Now, Quiller aims to educate more people about music therapy and how it is a research-based service that can really have an impact.

 

“It has often been looped in with retail therapy or aromatherapy… whereas there is legitimate, peer-reviewed research out there, and the term music therapy is a clinical term, not just a feel-good term,” said Quiller. “Music therapy is a healthcare profession.”

 

Despite the scientific support behind music therapy, the stigma persists. Canfield thinks the use of music by many people might be part of the reason why.

 

“Because people all have a connection to music, there’s already this preconceived notion that’s created in their mind of what a music therapist might do,” said Canfield. “There is a lot of misperception and misinformation about music therapy out there,” said Canfield.

 

One common misconception, Canfield said, is that a person who has not been trained as a music therapist that plays music at a nursing home is acting as a music therapist.
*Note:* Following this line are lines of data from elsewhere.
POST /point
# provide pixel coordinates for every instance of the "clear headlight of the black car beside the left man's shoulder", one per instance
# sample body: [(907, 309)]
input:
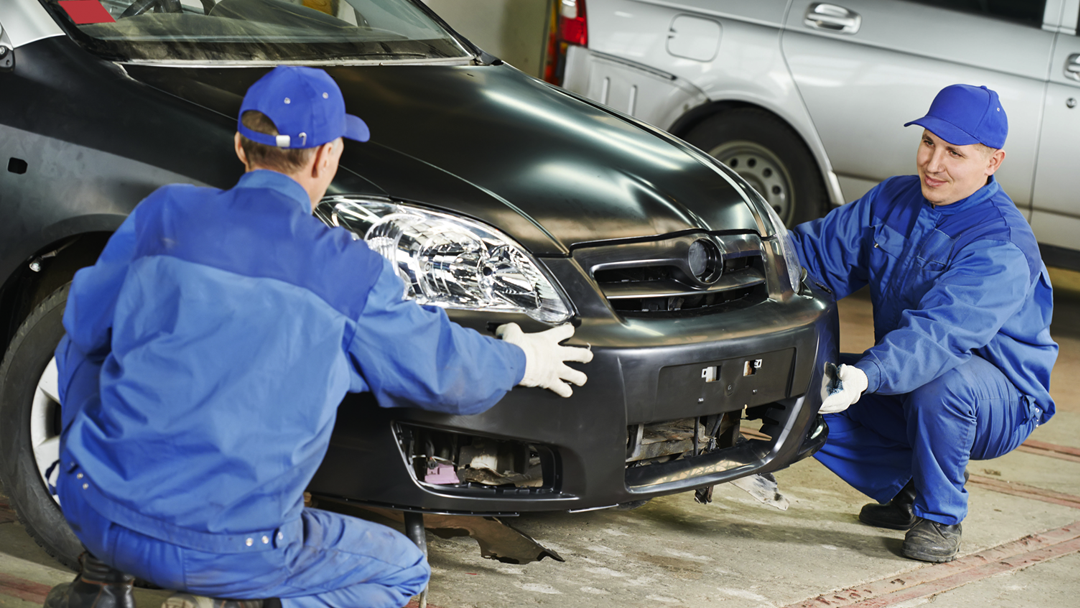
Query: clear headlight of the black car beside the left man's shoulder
[(450, 262)]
While Canfield said this is a great thing to do, it is not music therapy because it is not working off research towards a functional goal.

 

However, even though this person may not be a professionally trained music therapist, they can still call themselves one. This is because while there is national board certification and legislation, the Colorado Department of Regulatory Agencies does not have state legislation for licensure of music therapists. This means that a person can advertise themselves as being a music therapist even if they have not gone through any professional training.

 

As a result, there is a lack of clarity on what music therapy is and who it can serve. Such misconceptions can prevent people from trying music therapy in the first place.

 

To avoid such, music therapists in Boulder focus on being culturally inclusive in hopes of serving as many clients as possible and increasing awareness about the profession. The goal is that with this awareness comes more people benefitting from the practice itself.

 

“This is a very niche market, and it shouldn’t be,” said Ozga. “It really is a relevant, necessary therapy and it’s really seen as an extension of a core therapy. And to be seen more as a core therapy, we need to be able to serve everyone effectively.”